Bajo la presión de los imanes, prohibidos los entierros de los cristianos en los cementerios del Estado uzbeko
Tres de los casos en las últimas semanas han planteado la cuestión de la libertad religiosa en el país asiático. Los líderes religiosos islámicos han bloqueado el funeral, porque los miembros de otras religiones "no pueden ser enterrados con los musulmanes". Ignoradas las protestas de los familiares, según los cuales Uzbekistán es un Estado laico.

Tashkent (AsiaNews/Forum18) - Algunos imam uzbekos, con el apoyo de las autoridades locales, han negado el permiso de entierro de los fieles no musulmanes en los cementerios pertenecientes al Estado; en las últimas semanas se han producido ya tres casos relacionados con los protestantes y planteó la cuestión de la libertad religiosa en Uzbekistán. Esta es la queja del sitio web de noticias Forum 18, comprometido con la documentación de violaciones de la libertad religiosa en Asia Central. La negativa ha afectado a tres personas, que en el pasado, se convirtieron del Islam. Por esta razón, en su lecho de muerte, ha sido impuesta la prohibición de enterrarlos en los sitios tradicionales de las familias.

En Asia Central, el culto a los muertos tiene raíces profundas y es importante ser enterrado en los lugares donde descansan otros familiares, con una participación muy activa de la comunidad local. El primer episodio documentado de F18 es del 9 de abril, aunque sólo apareció en los últimos días, y se refiere al cristiano Gayrat Buriyev, de 68 años, oriundo de una aldea cerca de la capital, Tashkent. El imán local le negó sepultura en el cementerio estatal, insultando repetidamente a la familia del fallecido; los familiares han hecho un llamamiento a las autoridades administrativas, sin ningún resultado.

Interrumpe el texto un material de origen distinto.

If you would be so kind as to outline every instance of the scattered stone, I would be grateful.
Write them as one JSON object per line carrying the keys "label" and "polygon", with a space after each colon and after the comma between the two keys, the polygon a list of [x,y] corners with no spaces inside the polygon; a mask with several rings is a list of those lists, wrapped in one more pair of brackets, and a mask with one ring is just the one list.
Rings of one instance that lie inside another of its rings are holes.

Detrás de la falta de permiso, está la decisión de un hombre de convertirse al cristianismo: los cementerios "son del Estado", dijo el imán, y cuántos se van a otras religiones "no pueden descansar en el mismo cementerio con los musulmanes". Fuentes locales informan que los dirigentes religiosos islámicos en varias ocasiones han "apostrofado con insultos y maldiciones" a las familias de los fallecidos y afirman actuar "según la sharia, o ley islámica"

En vano las quejas de parientes, según la cual Uzbekistán es (o debería ser) un Estado laico y los cementerios son públicos. Para el Imam "es un cementerio musulmán" y los cristianos no están permitidos.

Dos casos similares también han ocurrido en la región autónoma de Karakalpakstan en el noroeste del país. Los funcionarios de la administración local imponen a las familias de dos mujeres - cristianas protestantes, muertas en febrero - el entierro en el cementerio ruso-ortodoxo, después de que el imán local había prohibido la utilización del cementerio estatal. También en esta historia estuvo la acción fundamental del líder musulmán local, "los que adoptan una religión diferente, no puede ser enterrado en el mismo cementerio con los musulmanes".

El 88 % de la población de Uzbekistán es de fe musulmana sunita mientras que los cristianos constituyen el 8%. En el país, la libertad confesional está sujeta a fuertes restricciones por parte del gobierno. La legislación de Uzbekistán considera "ilegal" la detención de la literatura religiosa "sólo si está conectado al extremismo e incita el odio". Sin embargo, los tribunales a menudo destruyen el material incautado en el hogar después de la "opinión positiva" de algunos "expertos", que generalmente definen "extremista" todos los libros que hablan de la religión.